It all starts with a camera capturing raw video. That is the input of a live stream. But raw media is huge, and if it's 4k video, you would probably need NASA-speed internet. That's where our hero, compression, comes in.

Compression

A codec compresses the video so it can travel more efficiently through servers. Imagine a sped-up sunrise video, where only the sun's position changes throughout the stream. Compression tells the system, 'hey, only render what changed.'

Videos are not sent as a single MP4 file. Instead, they are encoded using H.265 (HEVC) or H.264 (AVC) and split into small chunks that are delivered to CDNs. A chunk is a part of a video, maybe 2 seconds of the live stream. That is exactly why, even if your internet lags or completely turns off, you will still see 2–3 seconds of the live stream, because that chunk is already loaded.

CDN

CDNs (Content Delivery Networks) cache and distribute content across geographically distributed servers, reducing both the load on the origin server and latency for end users. Users receive media from the nearest edge server, which improves streaming performance and reduces buffering.

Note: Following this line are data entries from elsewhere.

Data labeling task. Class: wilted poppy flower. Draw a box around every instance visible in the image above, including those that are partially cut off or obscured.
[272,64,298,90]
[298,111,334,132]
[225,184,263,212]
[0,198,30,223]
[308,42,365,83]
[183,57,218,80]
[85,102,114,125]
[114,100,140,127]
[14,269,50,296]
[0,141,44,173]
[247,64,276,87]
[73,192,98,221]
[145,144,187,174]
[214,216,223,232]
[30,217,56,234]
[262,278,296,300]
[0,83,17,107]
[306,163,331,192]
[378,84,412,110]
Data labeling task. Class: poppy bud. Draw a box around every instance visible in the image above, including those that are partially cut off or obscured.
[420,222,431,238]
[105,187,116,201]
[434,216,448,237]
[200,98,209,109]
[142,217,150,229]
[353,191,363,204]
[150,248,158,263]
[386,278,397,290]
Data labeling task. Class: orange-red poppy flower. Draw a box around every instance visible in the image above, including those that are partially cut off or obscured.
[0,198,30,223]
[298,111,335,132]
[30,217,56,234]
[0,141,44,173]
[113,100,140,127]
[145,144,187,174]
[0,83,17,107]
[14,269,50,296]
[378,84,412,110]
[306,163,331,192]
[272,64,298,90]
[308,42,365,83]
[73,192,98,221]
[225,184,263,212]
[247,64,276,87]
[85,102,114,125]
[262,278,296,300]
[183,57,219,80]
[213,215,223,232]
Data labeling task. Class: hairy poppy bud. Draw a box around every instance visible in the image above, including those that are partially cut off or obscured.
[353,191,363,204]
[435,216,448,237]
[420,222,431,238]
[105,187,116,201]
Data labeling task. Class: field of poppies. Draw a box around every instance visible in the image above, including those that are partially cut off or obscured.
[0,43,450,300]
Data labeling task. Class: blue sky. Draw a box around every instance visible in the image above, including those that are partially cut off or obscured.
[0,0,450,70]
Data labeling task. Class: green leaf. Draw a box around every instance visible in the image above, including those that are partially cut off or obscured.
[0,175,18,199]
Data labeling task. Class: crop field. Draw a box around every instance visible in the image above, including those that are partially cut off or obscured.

CDNs (Content Delivery Networks)

Protocols

UDP

UDP (User Datagram Protocol) is used to send messages and packets over the internet. As I said, we send the media in chunks, and for live streaming, we don't actually need every single chunk. What we really need is delivering media to users. UDP sends chunks even if some are lost.

chunk1
chunk2
chunk3
MISSING
chunk5
...

RTP

RTP (Real-time Transport Protocol) works on top of UDP and adds metadata like timestamps and sequence numbers. This helps the player understand the correct order of packets and synchronize audio with video. Even if some packets are lost, playback can continue.

Latency

Live streams are never truly "live" due to the steps we discussed earlier. The time it takes for the media to be captured, compressed, sent to the CDN, and delivered to the user is called latency. For most live streams, latency is around 10 seconds.

However, with WebRTC we can achieve ultra-low latency of under 1 second, because WebRTC doesn't rely on servers, it's peer-to-peer. That means the media is sent directly from the broadcaster to the viewer without going through servers, which significantly reduces latency.